亘さんは世渡り上手
第二走者、亘さん。
彼女の後ろ姿を見るだけで、どうしてか心が軽くなる。
そっと胸に手を当てれば、心臓はまだ早く動いていた。心はこんなに落ち着いているのに。変なの。
腹も痛くない。
俺は――彼女といれば、前に進めるだろうか。
こんなぐちゃぐちゃした思考なんて捨てて、普通に友達を作って、友達と遊んで、友達と連絡先を交換して。後は……恋人なんかも、作ったりして。

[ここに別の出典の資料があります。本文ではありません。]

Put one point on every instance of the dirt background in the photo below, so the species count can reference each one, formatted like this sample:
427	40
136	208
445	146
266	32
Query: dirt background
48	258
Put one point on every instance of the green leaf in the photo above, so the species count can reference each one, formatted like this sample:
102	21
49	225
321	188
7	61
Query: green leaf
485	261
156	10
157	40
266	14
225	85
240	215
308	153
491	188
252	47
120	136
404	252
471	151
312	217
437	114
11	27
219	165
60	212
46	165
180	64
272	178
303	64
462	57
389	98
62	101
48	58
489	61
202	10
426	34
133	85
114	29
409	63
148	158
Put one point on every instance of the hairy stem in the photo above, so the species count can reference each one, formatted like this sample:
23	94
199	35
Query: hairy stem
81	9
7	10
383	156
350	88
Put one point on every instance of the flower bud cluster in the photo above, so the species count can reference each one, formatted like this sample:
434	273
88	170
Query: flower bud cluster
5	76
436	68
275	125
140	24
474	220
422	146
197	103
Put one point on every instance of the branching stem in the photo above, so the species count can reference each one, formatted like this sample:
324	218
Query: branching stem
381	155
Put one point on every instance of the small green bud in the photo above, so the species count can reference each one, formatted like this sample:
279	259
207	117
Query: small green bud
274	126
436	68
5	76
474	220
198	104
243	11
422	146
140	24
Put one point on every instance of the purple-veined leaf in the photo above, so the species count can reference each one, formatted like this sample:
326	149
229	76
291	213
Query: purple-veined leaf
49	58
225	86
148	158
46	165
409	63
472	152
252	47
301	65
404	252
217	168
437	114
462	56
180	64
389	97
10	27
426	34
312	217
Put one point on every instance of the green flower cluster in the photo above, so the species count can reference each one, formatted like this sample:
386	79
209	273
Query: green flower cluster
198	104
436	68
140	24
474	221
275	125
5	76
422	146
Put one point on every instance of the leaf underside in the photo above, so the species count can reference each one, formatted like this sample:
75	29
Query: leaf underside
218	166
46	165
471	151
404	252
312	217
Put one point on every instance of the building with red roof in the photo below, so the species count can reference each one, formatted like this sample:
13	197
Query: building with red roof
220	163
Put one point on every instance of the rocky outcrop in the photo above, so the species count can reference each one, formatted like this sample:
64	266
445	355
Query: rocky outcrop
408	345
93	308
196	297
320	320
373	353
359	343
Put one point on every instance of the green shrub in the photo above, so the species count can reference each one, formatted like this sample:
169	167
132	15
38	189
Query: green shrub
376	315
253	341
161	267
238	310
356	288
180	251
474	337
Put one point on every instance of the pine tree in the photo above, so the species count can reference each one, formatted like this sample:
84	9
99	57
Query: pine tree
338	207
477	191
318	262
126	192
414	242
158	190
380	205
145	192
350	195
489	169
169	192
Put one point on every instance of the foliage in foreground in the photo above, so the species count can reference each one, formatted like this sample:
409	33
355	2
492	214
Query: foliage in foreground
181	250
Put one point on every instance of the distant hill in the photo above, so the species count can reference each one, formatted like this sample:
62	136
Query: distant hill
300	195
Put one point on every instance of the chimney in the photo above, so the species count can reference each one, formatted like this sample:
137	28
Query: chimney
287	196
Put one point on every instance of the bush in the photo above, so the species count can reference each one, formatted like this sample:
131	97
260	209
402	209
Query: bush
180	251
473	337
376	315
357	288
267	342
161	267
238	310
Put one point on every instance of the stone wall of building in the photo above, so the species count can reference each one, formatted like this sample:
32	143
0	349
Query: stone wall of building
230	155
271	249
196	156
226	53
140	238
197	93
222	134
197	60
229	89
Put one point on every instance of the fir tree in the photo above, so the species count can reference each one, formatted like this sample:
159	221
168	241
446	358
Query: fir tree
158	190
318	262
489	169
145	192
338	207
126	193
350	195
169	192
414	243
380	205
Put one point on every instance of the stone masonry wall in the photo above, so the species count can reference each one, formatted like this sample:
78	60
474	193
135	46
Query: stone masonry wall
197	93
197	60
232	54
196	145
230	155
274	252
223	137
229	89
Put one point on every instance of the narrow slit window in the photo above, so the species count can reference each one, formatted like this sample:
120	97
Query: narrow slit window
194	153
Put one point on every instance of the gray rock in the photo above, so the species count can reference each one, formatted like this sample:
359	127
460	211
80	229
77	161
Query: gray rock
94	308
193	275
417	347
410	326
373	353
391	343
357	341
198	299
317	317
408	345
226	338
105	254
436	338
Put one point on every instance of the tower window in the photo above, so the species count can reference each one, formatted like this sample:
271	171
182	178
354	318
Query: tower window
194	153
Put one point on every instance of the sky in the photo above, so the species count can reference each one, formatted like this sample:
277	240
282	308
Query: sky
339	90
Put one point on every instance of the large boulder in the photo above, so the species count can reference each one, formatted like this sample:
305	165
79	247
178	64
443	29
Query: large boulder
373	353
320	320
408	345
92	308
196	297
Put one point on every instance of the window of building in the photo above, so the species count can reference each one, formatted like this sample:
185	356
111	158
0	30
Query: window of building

高校生にとってのなんてことないあたりまえを、彼女とだったら作れるだろうか。
今まで父さんだけだった俺の世界に、亘さんを入れてみるのは……どうだろうか?
――それは、『和泉理人』の中だけじゃなくて、俺の中にも。
亘さんが走り出した。相変わらず早い。フォームも綺麗だ。走っているのに、乱れなんて一切感じさせない。ポニーテールがひらひらと舞っていた。
……こっちを向いてほしい。
「和泉くん!」
大きな声で亘さんは俺の名前を呼んだ。腕を引っ張られたかと思えば、急に走り出されて呼吸が乱れる。
でも俺はぼんやりと、穏やかに、亘さんの後ろ姿を眺めていた。